The man nodded, acting reassured. Before he left he asked Cochran to destroy his phone numbers after memorizing them. He had a brother, but he also had a wife and children and hopefully a future.
He spent the afternoon getting himself tailored to look like a wealthy businessman from Barcelona. He took out a few thousand dollars and packed the cigar box inside the television set. He bought several suits and accoutrements, and had his hair styled and his beard trimmed, had a manicure and made his reservations for Durango for the next morning on an early plane. He practiced the sort of good foreigner's English where a stray indefinite article is left out. He posted a long ruminating letter to his daughter saying that he hoped to be home soon, and that he had been a little sad lately because his bird dog Doll had been hit by a car. Early in the evening he packed in a new, expensive piece of luggage. He ate lightly and lay naked in the dark on his bed listening to a Bach concerto on the radio.

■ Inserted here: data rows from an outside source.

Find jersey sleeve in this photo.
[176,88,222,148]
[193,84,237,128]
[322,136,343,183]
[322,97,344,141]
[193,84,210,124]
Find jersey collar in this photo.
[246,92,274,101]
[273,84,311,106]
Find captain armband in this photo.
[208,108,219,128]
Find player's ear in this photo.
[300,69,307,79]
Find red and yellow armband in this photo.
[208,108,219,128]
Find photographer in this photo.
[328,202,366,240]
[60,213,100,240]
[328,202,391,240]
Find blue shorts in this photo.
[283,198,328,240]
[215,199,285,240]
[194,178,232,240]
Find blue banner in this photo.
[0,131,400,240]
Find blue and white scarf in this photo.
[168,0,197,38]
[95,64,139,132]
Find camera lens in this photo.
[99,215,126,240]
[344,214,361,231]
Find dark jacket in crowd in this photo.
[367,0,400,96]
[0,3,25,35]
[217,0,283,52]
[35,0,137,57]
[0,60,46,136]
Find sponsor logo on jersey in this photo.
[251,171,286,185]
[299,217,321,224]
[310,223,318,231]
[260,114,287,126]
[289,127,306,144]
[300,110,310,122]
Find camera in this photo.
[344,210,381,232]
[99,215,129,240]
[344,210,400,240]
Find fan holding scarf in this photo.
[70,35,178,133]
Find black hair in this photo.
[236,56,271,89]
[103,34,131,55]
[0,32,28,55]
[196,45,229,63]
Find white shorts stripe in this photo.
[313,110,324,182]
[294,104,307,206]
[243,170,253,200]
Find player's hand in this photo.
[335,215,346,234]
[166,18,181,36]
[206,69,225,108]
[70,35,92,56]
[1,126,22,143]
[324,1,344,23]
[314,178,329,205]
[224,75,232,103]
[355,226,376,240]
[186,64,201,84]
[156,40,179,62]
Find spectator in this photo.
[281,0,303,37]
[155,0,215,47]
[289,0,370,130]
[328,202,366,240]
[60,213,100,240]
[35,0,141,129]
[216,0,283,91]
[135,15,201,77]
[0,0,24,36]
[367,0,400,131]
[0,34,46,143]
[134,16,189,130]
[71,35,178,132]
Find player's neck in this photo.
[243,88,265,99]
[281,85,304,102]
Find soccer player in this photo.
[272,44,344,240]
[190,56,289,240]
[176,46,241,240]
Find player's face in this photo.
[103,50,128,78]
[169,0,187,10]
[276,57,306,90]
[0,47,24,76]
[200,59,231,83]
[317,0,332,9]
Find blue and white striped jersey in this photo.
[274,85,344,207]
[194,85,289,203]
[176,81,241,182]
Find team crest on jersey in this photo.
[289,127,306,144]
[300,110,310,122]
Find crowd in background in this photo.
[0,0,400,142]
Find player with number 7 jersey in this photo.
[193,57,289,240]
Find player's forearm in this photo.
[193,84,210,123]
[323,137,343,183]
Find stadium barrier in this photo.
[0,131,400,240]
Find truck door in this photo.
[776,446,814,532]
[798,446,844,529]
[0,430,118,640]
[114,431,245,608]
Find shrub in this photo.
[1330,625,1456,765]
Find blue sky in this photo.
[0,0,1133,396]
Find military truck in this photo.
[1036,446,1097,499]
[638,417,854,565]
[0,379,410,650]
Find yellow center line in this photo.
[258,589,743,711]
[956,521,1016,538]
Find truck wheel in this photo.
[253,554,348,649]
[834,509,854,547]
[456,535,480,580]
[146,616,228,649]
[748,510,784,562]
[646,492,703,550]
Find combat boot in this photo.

He lay there sleeplessly remembering a minor quarrel he had one evening with Miryea in the apartment. It was over some silly literary matter about who killed whom in Pascual Duarte, that murderous book, and a certain coolness entered into the evening as he blathered on. He knew he was arguing on hormones, stirring his brain with his dick, as it were. He was a beautiful talker but she pursued his wrongheadedness without mercy, reminding him that language was a convenience of the heart, not something to bludgeon people with. He slapped a pillow over his face in embarrassment and yelled for Christ's sake forgive my big mouth. He heard her laugh and under the darkness of the pillow he felt her mouth caressing him. He slid the pillow back above his eyes and saw her knee and had an awakening of sorts, a prolonged and lucid sense that he had never looked at a woman's knee. His eyes moved upward until he saw all of Miryea and for a moment it seemed he was looking at her incomprehensibly and for the first time. He repeated this newness of vision, sweeping his eyes from her curled toes to her falling black shiny hair over his belly. His love for her became at the same time complete, fearsome and unbearable. Afterward he spoke to her about it and she seemed to understand perfectly. There was a lightness to the mood as if for the first time he comprehended the reality of life on earth outside himself; it calmed him in a strange way so that he slept easily because he no longer cared if he slept. He gave up quickly trying to attune the experience to a language construct, as if life were an especially filthy mirror and speechless love cleansed this mirror and made life not only bearable but something lived with eagerness, energy, an expectancy whose pleasure didn't depend on fatality.